Анна. Рада, что ты это понимаешь.
Рене. Потому ты и видишь меня в этом доме. Раньше, когда я считала мать своим врагом, я всегда, приезжая в Париж, останавливалась в гостинице.
Анна. Значит, теперь между нами тремя нет больше зла?
Рене. Ты стала совсем взрослой. А я… я уже немолода.
Анна. Сейчас, когда твое лицо светится счастьем, ты красивее и моложе, чем шесть лет назад.

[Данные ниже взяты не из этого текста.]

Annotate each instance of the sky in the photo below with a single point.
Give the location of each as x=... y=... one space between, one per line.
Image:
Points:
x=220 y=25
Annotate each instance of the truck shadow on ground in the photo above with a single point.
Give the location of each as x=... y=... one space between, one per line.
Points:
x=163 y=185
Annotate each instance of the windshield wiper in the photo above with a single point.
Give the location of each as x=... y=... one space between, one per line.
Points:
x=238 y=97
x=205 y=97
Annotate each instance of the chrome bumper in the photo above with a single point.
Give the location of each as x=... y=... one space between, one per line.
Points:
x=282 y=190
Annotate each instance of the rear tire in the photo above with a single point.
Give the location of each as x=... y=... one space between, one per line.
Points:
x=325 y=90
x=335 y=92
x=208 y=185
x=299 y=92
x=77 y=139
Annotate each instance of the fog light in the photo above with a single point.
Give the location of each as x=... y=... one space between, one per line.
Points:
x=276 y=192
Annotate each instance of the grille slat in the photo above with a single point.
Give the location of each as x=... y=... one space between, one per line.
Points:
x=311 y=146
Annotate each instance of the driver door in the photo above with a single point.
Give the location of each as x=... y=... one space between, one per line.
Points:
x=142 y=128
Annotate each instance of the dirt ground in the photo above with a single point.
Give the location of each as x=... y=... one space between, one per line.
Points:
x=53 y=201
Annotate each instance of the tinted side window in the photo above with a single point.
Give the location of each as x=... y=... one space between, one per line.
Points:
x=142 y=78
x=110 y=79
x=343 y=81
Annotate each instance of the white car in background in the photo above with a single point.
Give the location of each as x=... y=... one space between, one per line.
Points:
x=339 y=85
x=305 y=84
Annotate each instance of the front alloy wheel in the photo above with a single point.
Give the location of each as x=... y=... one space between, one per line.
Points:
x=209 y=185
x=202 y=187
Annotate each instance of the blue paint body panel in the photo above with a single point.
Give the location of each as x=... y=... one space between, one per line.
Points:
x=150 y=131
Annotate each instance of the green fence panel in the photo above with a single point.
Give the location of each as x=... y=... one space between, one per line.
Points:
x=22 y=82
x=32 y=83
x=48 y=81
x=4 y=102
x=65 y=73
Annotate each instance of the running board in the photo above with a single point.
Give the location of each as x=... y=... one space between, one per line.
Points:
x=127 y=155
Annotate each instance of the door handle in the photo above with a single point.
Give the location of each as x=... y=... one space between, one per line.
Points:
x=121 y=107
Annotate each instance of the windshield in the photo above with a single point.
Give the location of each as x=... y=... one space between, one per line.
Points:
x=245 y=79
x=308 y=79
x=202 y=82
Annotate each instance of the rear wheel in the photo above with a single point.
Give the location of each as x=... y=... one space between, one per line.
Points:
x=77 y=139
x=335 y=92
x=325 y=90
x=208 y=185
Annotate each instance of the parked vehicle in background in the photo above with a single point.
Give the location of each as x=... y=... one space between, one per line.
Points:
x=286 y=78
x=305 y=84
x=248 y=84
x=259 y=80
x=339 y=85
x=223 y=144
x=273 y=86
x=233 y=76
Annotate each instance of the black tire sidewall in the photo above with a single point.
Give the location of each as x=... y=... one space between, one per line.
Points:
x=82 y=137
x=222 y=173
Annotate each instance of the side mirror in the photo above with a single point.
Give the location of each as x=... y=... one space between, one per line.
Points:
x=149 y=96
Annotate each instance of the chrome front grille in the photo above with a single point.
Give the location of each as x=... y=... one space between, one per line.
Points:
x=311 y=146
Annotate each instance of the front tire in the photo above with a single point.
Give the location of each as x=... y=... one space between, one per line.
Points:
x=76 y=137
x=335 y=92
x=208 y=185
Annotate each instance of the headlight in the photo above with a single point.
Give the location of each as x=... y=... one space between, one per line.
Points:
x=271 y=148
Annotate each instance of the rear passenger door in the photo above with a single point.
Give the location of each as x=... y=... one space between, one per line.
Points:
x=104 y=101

Рене. Я поняла одну вещь: счастье – оно как крупицы золотого песка в грязи. И в самом мрачном углу преисподней можно увидеть его сияние. Что для меня счастье? Все вокруг уверены, что женщины несчастнее меня не сыскать на всем белом свете. Унижена собственным мужем, который к тому же еще и в тюрьме. Опозорена гадкими сплетнями. Была б еще хоть богата – а то ведь и замок содержать не на что. Зимой нет денег на дрова, беру с собой в постель жаровню, чтоб не закоченеть. Но зато сколько радости принесла мне эта весна! На лугах вокруг Лакоста зазеленела трава, в высокие окна моего ледяного замка хлынуло теплое солнце, пение птиц обрушилось на Лакост, словно грянул целый оркестр из сверкающих медных труб! И во мне родилась надежда, что час освобождения близок. Злодейство Альфонса и мое несчастье как бы слились в некое единое целое – они ведь и в самом деле так схожи! Разве нет? И злодейство, и несчастье подобны заразе – люди в ужасе шарахаются от них, боятся, как бы болезнь не перекинулась. Но зато нет для людей более лакомых тем для пересудов, чем эти две. Мое несчастье за шесть лет достигло вершин, которые не уступят злодейству Альфонса. Я много думала об этом. Я одна понимала, чувствовала всем своим существом, как беспредельно одинок он там, в темнице! Каких бы чудовищных деяний Альфонс ни творил, сколько бы женщин и мужчин ни втянул он в свои бесчинства, ему не достичь того, чего он жаждет, ибо жаждет он невыполнимого. Он всегда будет один. И он никогда никого не любил… Тебя тоже.
Анна. А тебя?
Рене. Наверное, нет. Потому-то мы, должно быть, всякий раз и миримся так быстро.
Анна. Ну да, а сама уверена, что только тебя он и любит.
Рене. Мечтать вольно всякому. Уж чему-чему, а полету фантазии у Альфонса я научилась.
Анна. А счастью?
Рене. Счастье – мое собственное открытие. Ему Альфонс меня учить не пожелал. Счастье – ну как бы тебе сказать – это вроде вышивания гладью, дело кропотливое и трудоемкое. Сидишь одна-одинешенька, тебе горько, тоскливо, тревожно на душе, ночи беспросветны, зори кровавы, и ты все это медленно, тщательно вкладываешь в свой узор. И в результате выходит маленький гобелен, на котором всего лишь одна, самая что ни на есть обыкновенная, но – роза. Женские руки, женское терпение способны даже муки ада превратить в розовый бутон.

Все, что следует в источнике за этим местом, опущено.